Researchers and lawmakers have backed the proposed National Biotechnology and Biosafety Bill, saying it will regulate the use of modern technology and promote research in the country.
The researchers said the Bill, if passed into law, shall provide a regulatory framework to facilitate safe development and application of biotechnology. The officials were sensitising members of the Parliamentary Forum on Food Security at the National Crops Resources Research Institute (NACRRI) in Namulonge on Friday about steps undertaken to curb the rampant cassava brown streak disease.
While releasing new varieties of cassava that are resistant to cassava brown streak disease, the researchers said it was important to improve on the available cassava breed since the disease is posing a challenge to cassava production.
The Bill, a private members’ initiative, is before the Parliamentary Science and Technology Committee for consideration.
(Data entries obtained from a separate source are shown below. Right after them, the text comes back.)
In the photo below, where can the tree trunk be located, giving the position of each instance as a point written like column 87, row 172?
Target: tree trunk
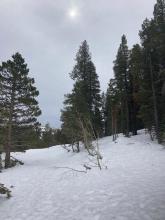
column 156, row 119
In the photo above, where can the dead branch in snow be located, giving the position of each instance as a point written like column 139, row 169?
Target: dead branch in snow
column 69, row 168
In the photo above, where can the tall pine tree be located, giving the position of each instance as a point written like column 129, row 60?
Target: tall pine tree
column 18, row 105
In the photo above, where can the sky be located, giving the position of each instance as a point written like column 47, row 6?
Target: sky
column 48, row 34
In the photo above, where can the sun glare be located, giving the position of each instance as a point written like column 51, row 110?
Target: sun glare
column 73, row 13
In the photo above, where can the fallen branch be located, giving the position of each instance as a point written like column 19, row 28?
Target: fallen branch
column 69, row 168
column 5, row 190
column 17, row 161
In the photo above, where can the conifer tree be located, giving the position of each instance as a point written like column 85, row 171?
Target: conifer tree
column 84, row 103
column 122, row 80
column 18, row 105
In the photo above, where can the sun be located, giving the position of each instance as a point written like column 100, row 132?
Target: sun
column 73, row 13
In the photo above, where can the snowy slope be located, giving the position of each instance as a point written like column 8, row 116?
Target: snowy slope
column 132, row 188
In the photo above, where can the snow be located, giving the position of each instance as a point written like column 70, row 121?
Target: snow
column 131, row 188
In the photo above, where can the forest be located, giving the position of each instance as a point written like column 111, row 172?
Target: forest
column 135, row 97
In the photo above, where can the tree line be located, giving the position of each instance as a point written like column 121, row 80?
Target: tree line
column 135, row 97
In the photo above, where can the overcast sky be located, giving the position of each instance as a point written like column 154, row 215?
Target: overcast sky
column 48, row 37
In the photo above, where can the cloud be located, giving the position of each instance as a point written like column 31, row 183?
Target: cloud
column 48, row 40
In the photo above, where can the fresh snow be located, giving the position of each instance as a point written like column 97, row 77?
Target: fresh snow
column 131, row 188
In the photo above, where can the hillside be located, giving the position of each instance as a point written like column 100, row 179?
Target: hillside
column 131, row 188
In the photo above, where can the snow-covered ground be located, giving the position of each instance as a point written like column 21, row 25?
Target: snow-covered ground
column 132, row 188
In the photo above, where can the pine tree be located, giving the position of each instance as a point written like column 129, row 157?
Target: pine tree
column 84, row 103
column 153, row 42
column 122, row 80
column 135, row 82
column 18, row 105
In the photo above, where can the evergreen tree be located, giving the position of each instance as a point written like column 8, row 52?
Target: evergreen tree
column 122, row 80
column 135, row 82
column 84, row 103
column 18, row 105
column 153, row 42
It was initiated by the Parliamentary Science and Technology Committee and tabled before Parliament by Mr Dennis Hamson Obua (Ajuri County), the chairperson of the Science and Technology Committee.
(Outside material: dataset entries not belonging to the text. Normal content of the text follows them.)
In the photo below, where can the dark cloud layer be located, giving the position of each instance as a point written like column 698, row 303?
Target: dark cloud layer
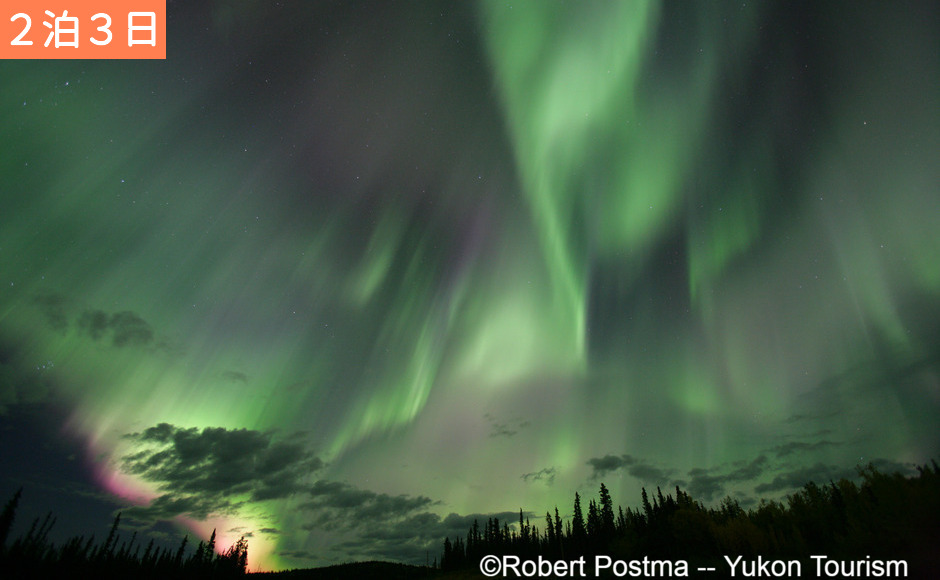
column 207, row 471
column 125, row 328
column 644, row 471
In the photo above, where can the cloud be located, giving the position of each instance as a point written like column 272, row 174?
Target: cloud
column 709, row 483
column 797, row 478
column 601, row 466
column 343, row 505
column 798, row 446
column 507, row 428
column 125, row 328
column 203, row 472
column 52, row 306
column 821, row 473
column 546, row 474
column 372, row 525
column 235, row 376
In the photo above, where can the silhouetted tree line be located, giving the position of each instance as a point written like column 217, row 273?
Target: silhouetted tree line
column 886, row 515
column 34, row 555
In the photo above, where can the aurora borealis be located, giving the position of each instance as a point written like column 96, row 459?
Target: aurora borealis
column 344, row 275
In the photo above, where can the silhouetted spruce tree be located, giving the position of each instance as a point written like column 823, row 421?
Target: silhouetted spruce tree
column 607, row 514
column 593, row 522
column 578, row 531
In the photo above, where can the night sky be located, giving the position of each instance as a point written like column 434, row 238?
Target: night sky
column 342, row 276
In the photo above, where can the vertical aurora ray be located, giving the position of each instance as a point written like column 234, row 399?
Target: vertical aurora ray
column 464, row 255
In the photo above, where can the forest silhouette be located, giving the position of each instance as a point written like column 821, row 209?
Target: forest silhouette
column 885, row 516
column 34, row 555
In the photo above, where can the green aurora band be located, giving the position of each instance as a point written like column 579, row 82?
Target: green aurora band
column 626, row 246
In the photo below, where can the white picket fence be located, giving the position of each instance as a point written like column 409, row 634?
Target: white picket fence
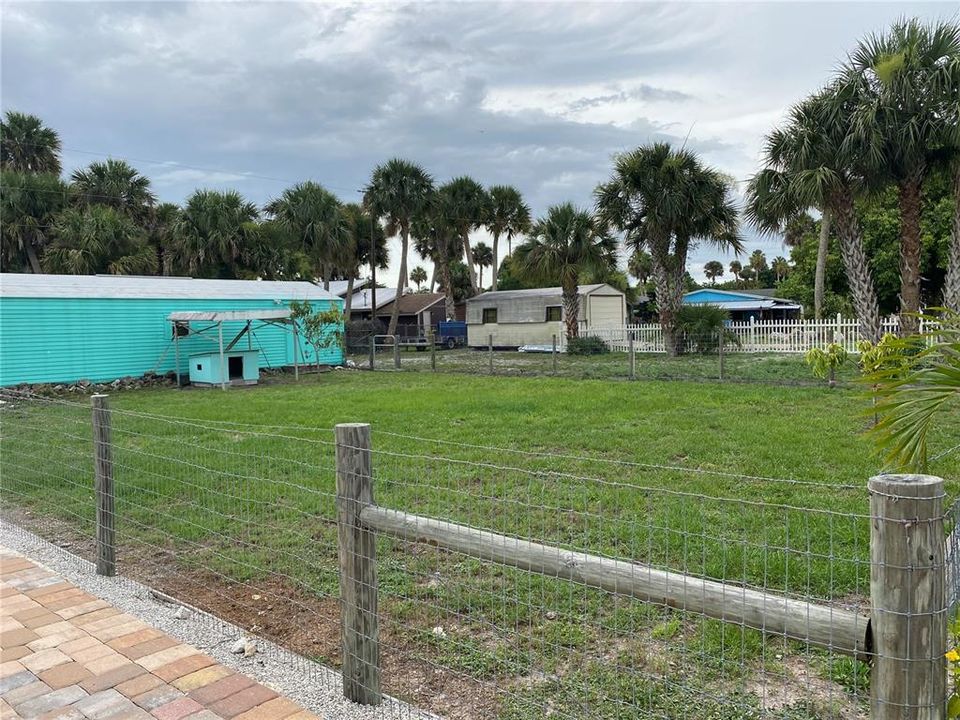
column 773, row 336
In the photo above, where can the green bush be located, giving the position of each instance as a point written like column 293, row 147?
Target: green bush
column 588, row 345
column 700, row 327
column 359, row 332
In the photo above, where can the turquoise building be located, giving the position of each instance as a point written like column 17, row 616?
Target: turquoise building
column 64, row 328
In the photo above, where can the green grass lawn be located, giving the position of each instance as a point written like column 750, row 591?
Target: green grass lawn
column 777, row 369
column 750, row 483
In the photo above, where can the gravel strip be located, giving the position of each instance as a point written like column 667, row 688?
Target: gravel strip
column 316, row 687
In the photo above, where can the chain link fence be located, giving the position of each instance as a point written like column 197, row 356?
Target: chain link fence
column 504, row 584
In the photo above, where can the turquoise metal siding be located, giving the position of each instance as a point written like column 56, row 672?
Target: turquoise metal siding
column 63, row 340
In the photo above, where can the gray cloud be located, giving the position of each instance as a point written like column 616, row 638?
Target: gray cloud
column 261, row 95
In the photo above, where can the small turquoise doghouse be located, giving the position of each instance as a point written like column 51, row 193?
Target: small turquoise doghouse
column 227, row 365
column 240, row 367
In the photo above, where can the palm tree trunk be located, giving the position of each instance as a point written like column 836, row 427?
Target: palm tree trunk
column 496, row 245
column 859, row 276
column 401, row 282
column 449, row 302
column 669, row 300
column 819, row 277
column 468, row 258
column 571, row 311
column 951, row 285
column 909, row 192
column 348, row 301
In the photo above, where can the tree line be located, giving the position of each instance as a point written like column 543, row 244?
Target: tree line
column 887, row 125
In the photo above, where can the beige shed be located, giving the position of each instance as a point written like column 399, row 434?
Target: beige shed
column 533, row 317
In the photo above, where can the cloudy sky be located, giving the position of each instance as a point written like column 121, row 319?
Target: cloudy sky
column 257, row 96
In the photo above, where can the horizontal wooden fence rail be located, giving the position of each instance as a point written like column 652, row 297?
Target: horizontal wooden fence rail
column 904, row 636
column 836, row 629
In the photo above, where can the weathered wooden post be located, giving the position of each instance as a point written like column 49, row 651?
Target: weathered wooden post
column 103, row 487
column 357, row 550
column 720, row 351
column 908, row 602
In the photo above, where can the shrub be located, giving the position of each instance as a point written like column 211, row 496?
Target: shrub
column 825, row 361
column 700, row 327
column 588, row 345
column 359, row 332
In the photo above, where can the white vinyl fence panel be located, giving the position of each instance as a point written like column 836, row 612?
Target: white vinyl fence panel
column 773, row 336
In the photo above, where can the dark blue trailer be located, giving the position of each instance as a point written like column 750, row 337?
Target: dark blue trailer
column 451, row 333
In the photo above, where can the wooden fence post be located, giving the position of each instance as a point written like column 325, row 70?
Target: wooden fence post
column 907, row 597
column 357, row 551
column 103, row 487
column 720, row 352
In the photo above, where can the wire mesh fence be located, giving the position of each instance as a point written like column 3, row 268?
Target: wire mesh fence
column 242, row 521
column 701, row 357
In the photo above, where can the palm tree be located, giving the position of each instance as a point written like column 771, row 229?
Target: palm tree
column 666, row 200
column 807, row 164
column 904, row 90
column 640, row 265
column 469, row 207
column 159, row 225
column 758, row 261
column 28, row 204
column 508, row 215
column 736, row 267
column 481, row 256
column 213, row 231
column 115, row 184
column 916, row 395
column 314, row 217
column 398, row 191
column 99, row 239
column 419, row 276
column 437, row 239
column 27, row 145
column 713, row 269
column 780, row 267
column 562, row 246
column 367, row 245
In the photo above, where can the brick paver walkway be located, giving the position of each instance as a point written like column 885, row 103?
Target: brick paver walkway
column 67, row 655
It, among others, provides for a Competent Authority, whose functions would include approving the development, testing and use of genetically modified organisms (GMO) in the country as well as updating the national focal point on matters relating to biotechnology and biosafety.
There are, however, fears from some sections of the public that introducing genetically modified products may push the cost of seeds up. Those opposed to GMOs also express fears regarding the viability of seeds after the first harvest.
A number of countries ratified to the Cartagena Protocol on Biosafety to which Uganda is a signatory. Mr Arthur Makara, the executive director Science Foundation for Livelihoods and Development, emphasised that Uganda must domesticate the Cartagena protocol.